Hormonal Birth Control May Affect Women's Sexual Arousal & Pleasure
A recent Indiana University study collected data from 1,100 sexually active women, half of whom used hormonal birth control (the pill, patch, ring, or shot) and half of whom used non-hormonal birth control (condoms, diaphragms, cervical caps, or withdrawal).
Though the women of the two groups reported similar levels of sexual satisfaction (which was established on grounds of intimacy and romance), the women using hormonal birth control methods experienced less sexual arousal and fewer orgasms, decreased lubrication and pleasure, and ultimately, had sex less frequently. On a positive note, we can just whip out this study instead of having to use the ole “I have a headache” response.
Lead researcher Nicole Smith said that women “need to know that there are options, such as lubricants or other sexual enhancement products that may help to alleviate some of the negative effects they are experiencing.” (There’s also the option of “try harder, dude,” for our more vocal contingency.) Women should also be well informed about other, non-hormonal birth control methods, so that they can find the solution that’s right for them if they are experiencing negative side-effects.

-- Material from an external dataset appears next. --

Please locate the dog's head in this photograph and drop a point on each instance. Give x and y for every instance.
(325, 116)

While an enormous effort has been made to make condoms more pleasurable for men, “you don't hear about this same effort going toward reducing the negative impact of contraception on women's sexual functioning. It's just not part of the discussion," Smith says. (Apparently we’re still paying for that whole making them eat the apple/snake thing.)

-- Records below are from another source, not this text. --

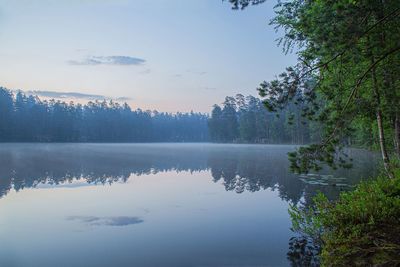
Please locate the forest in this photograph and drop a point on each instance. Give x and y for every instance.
(26, 118)
(347, 79)
(246, 120)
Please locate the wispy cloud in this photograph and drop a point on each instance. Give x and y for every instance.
(108, 60)
(107, 221)
(146, 71)
(74, 95)
(197, 72)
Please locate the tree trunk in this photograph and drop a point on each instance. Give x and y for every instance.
(379, 120)
(382, 143)
(397, 134)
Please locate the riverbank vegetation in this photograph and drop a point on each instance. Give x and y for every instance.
(361, 228)
(347, 79)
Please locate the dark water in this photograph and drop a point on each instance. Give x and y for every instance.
(154, 204)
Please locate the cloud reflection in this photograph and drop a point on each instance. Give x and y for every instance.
(107, 221)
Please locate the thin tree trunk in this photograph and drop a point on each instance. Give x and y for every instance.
(379, 119)
(382, 142)
(397, 134)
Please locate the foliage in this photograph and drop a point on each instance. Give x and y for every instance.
(29, 119)
(244, 119)
(347, 77)
(360, 229)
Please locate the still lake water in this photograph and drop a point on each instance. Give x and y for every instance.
(154, 204)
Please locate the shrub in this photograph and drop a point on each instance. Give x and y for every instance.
(361, 228)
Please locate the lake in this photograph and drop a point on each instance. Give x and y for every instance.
(155, 204)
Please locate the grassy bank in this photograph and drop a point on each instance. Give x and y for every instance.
(361, 228)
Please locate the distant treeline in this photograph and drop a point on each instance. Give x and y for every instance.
(26, 118)
(245, 119)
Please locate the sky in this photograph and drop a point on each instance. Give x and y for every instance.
(168, 55)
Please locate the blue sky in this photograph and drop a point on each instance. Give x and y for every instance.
(169, 55)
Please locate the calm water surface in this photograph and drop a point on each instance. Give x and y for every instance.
(154, 204)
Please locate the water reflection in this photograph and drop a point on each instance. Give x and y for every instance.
(240, 168)
(107, 221)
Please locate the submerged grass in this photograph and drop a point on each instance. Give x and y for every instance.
(361, 228)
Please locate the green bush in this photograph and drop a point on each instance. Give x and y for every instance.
(361, 228)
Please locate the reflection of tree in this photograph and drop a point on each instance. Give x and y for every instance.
(238, 168)
(303, 252)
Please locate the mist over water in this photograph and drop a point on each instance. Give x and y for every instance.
(121, 204)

Very few studies have looked closer at this problematic medical phenomenon that at once encourages females’ sexual freedom and limits it; Smith’s study is among the first since the 1980s in the U.S. to study the relationship between hormonal contraception and sexual functioning in women.
No woman deserves getting stuck with a sub-par sex life. So if you think hormonal birth control may be negatively affecting you, talk to your health care provider about alternate options. Or, become a scientist who finds a good male birth control method. Someone needs to take it for the team.